1. At 3:36 p.m., on 7/7/15 in Operating Room (OR) 1, there was a 16 Amp suction machine, a 3.75 Amp monitor, a 5.1 Amp workstation on wheels (WOW), and a 3 Amp medication dispenser plugged into a six-plug power strip that was rated at 15 Amps. The director of plant operations and Engineering Staff 2 confirmed the equipment was plugged into the power strip and confirmed the Amp rating of the equipment. The total Amp rating of the equipment, plugged into the 15 Amp power strip, was 27.85 Amps.

2. At 11:16 a.m., on 7/8/15, there was an analyzer, a printer, and a monitor plugged into a multi-plug uninterruptible power source (UPS) under the hematology bench in the laboratory. The UPS was plugged into a heavy duty extension cord.

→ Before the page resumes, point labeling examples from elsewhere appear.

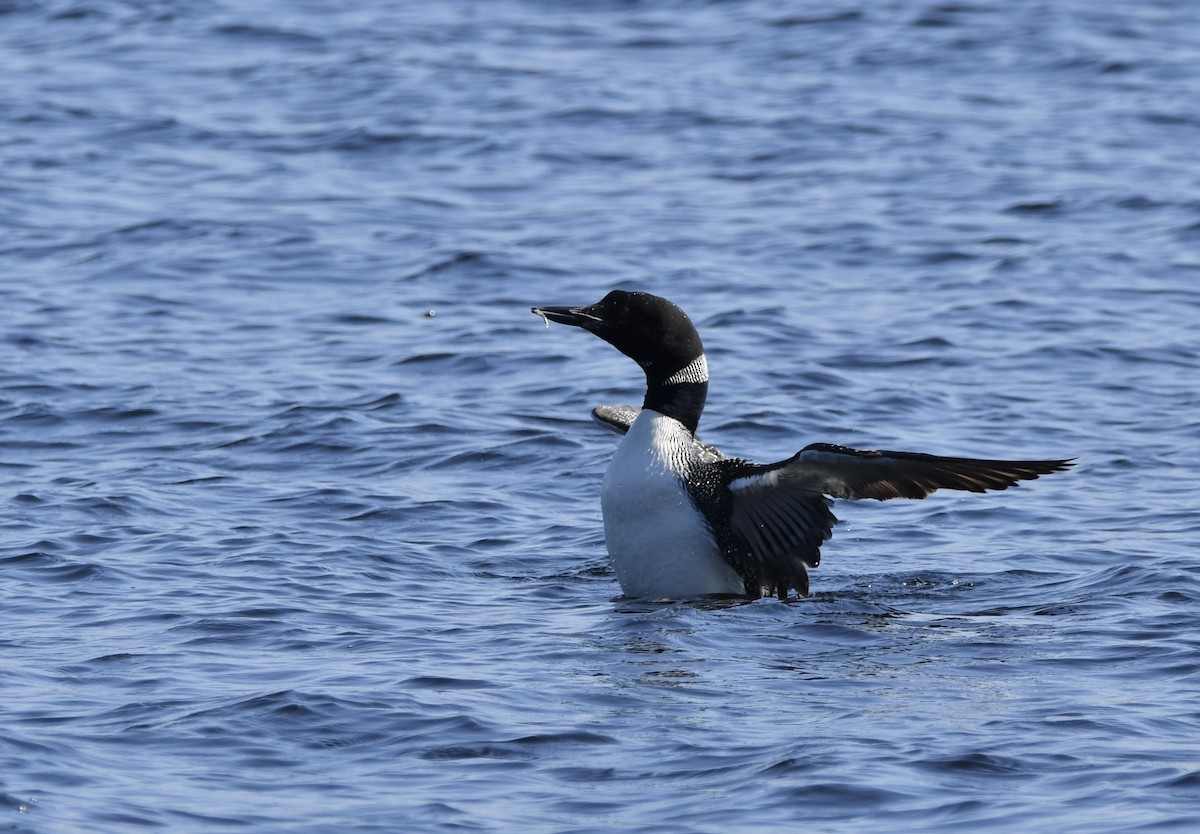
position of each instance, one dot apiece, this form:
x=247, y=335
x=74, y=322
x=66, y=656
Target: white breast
x=659, y=544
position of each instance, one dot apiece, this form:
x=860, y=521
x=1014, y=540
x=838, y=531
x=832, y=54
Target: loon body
x=682, y=520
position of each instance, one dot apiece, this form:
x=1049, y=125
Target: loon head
x=658, y=336
x=648, y=329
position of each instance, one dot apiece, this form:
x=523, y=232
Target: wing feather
x=852, y=473
x=781, y=513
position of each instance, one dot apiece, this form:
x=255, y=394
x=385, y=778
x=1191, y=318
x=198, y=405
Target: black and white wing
x=852, y=473
x=783, y=523
x=781, y=513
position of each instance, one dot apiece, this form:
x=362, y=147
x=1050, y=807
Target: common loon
x=682, y=520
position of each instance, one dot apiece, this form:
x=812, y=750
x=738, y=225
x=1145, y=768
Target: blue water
x=301, y=525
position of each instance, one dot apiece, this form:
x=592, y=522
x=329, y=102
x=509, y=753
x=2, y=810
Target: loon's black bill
x=576, y=317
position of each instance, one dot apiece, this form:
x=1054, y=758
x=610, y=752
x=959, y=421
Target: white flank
x=658, y=541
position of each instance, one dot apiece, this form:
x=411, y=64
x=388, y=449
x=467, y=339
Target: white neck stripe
x=695, y=372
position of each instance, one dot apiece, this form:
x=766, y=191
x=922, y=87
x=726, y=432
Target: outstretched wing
x=781, y=513
x=783, y=523
x=851, y=473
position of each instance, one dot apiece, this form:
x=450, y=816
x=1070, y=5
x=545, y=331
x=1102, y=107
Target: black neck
x=682, y=401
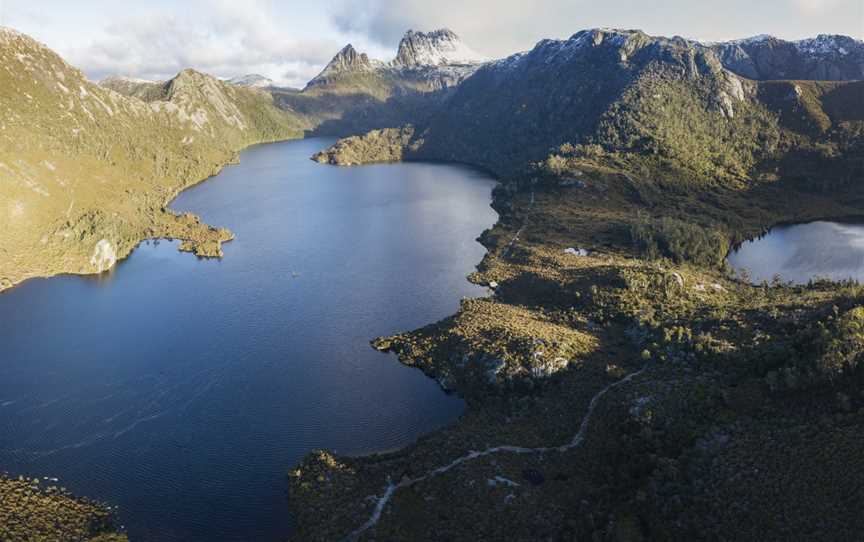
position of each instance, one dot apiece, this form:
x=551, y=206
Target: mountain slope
x=87, y=171
x=823, y=58
x=665, y=104
x=622, y=383
x=251, y=80
x=355, y=93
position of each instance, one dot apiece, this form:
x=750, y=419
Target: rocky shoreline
x=36, y=510
x=668, y=371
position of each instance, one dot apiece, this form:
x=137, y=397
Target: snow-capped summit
x=122, y=79
x=826, y=44
x=440, y=47
x=431, y=60
x=251, y=80
x=825, y=57
x=348, y=60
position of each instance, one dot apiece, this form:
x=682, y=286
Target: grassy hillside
x=87, y=172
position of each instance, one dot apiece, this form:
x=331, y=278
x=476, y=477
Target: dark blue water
x=183, y=390
x=801, y=252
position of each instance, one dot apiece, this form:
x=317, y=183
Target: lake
x=184, y=390
x=801, y=252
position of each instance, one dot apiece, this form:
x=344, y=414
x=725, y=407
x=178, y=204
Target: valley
x=621, y=380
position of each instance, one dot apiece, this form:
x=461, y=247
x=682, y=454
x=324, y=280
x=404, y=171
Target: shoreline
x=203, y=240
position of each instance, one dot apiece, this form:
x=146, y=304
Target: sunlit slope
x=85, y=172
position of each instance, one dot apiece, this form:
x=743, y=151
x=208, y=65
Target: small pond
x=801, y=252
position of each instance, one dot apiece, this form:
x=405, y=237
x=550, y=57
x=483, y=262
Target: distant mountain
x=130, y=86
x=425, y=61
x=251, y=80
x=823, y=58
x=87, y=171
x=636, y=101
x=441, y=47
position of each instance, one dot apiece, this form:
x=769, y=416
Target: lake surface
x=802, y=252
x=183, y=390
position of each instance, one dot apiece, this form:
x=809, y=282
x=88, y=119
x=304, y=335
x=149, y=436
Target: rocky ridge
x=69, y=148
x=424, y=61
x=706, y=407
x=251, y=80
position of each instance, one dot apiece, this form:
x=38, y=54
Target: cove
x=801, y=252
x=183, y=390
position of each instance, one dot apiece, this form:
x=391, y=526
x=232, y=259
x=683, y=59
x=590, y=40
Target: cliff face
x=823, y=58
x=441, y=47
x=87, y=171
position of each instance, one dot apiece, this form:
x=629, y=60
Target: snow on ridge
x=251, y=80
x=126, y=79
x=436, y=48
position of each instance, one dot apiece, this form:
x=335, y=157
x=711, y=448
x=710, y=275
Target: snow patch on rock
x=104, y=256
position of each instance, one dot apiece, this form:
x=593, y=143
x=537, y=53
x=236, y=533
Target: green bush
x=843, y=343
x=679, y=241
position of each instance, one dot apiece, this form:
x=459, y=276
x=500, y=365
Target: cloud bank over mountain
x=290, y=42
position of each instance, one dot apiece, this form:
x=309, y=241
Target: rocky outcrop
x=823, y=58
x=424, y=62
x=346, y=62
x=89, y=169
x=441, y=47
x=252, y=80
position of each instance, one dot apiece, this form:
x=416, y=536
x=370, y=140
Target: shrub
x=678, y=240
x=843, y=343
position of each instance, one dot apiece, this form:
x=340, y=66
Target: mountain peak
x=434, y=48
x=347, y=60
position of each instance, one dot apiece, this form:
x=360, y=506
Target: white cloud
x=226, y=40
x=811, y=7
x=291, y=40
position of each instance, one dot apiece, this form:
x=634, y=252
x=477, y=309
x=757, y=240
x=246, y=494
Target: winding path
x=575, y=442
x=512, y=242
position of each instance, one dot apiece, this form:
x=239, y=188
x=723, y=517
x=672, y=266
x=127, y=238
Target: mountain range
x=629, y=164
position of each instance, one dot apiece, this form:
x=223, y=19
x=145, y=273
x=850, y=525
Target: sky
x=290, y=41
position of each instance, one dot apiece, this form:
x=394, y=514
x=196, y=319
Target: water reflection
x=803, y=252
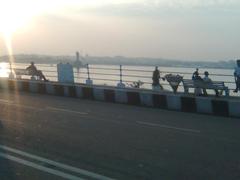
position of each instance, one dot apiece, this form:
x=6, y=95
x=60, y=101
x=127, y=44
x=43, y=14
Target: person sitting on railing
x=207, y=80
x=195, y=74
x=237, y=76
x=32, y=69
x=156, y=79
x=197, y=79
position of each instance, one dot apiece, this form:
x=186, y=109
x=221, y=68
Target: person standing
x=207, y=80
x=195, y=74
x=156, y=78
x=237, y=76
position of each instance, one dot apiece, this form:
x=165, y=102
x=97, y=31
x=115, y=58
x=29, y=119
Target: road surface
x=49, y=137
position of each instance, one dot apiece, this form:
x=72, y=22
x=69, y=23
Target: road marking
x=66, y=110
x=5, y=101
x=11, y=103
x=168, y=127
x=39, y=167
x=54, y=163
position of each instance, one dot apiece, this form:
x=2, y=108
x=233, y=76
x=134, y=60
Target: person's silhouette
x=32, y=69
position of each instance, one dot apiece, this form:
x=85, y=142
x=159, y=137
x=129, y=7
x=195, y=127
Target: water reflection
x=4, y=69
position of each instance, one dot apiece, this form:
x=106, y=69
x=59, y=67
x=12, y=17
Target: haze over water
x=187, y=29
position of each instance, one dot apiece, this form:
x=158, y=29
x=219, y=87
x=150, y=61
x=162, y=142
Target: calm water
x=109, y=74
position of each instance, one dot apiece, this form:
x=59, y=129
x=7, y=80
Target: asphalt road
x=48, y=137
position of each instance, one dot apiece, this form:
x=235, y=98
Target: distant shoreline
x=117, y=60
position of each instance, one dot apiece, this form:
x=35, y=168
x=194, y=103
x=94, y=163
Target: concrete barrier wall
x=162, y=100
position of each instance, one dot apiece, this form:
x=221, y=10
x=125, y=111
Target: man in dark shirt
x=156, y=78
x=32, y=69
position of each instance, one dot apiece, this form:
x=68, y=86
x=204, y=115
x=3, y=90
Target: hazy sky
x=175, y=29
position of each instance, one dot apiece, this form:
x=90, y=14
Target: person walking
x=207, y=80
x=237, y=76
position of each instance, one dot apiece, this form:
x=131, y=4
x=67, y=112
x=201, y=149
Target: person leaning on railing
x=237, y=76
x=207, y=80
x=156, y=79
x=32, y=69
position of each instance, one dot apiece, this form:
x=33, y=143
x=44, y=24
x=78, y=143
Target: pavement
x=50, y=137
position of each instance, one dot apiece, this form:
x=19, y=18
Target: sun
x=13, y=15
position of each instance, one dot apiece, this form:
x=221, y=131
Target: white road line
x=54, y=163
x=66, y=110
x=168, y=127
x=39, y=167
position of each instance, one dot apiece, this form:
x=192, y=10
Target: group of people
x=198, y=79
x=206, y=80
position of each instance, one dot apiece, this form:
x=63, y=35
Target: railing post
x=120, y=73
x=121, y=84
x=88, y=81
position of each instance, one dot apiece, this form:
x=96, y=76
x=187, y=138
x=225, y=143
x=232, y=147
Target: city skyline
x=188, y=30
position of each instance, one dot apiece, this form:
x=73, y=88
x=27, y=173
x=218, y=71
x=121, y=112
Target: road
x=49, y=137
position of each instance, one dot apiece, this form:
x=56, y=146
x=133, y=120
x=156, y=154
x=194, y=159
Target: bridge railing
x=112, y=75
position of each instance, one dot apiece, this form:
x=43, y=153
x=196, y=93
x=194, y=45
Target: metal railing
x=112, y=75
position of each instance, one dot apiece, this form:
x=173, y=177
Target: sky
x=173, y=29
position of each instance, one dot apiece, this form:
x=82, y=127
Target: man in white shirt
x=237, y=76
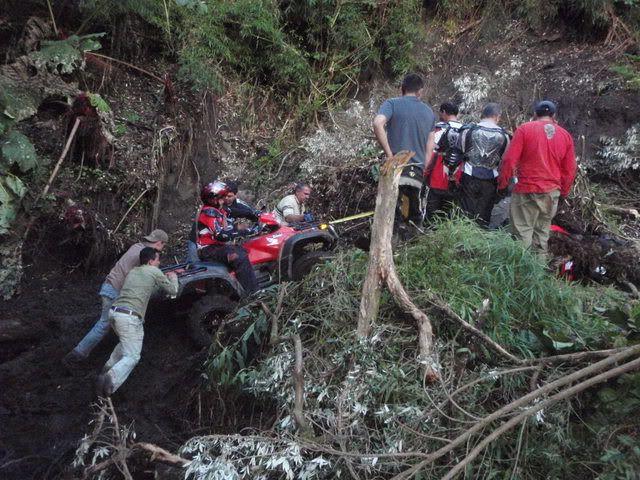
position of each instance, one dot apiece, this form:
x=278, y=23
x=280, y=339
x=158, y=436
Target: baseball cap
x=157, y=236
x=545, y=108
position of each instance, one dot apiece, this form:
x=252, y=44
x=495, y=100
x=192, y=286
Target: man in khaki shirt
x=109, y=292
x=127, y=318
x=292, y=208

3. At 2:39 p.m., on 7/8/15, the power cord for the portable air conditioner (AC), located near the blood bank area in the laboratory, ran under a heavy rubber mat and was plugged across the way into an outlet on the side of the hematology bench. The power cord ran under the heavy mat and where it could be stepped on by personnel.

Under the General Warnings & Cautions section of the portable AC unit's manual, Item 5 stated that heavy objects should never be placed on the power cord as this could result in damage and cause electrical shock or fire.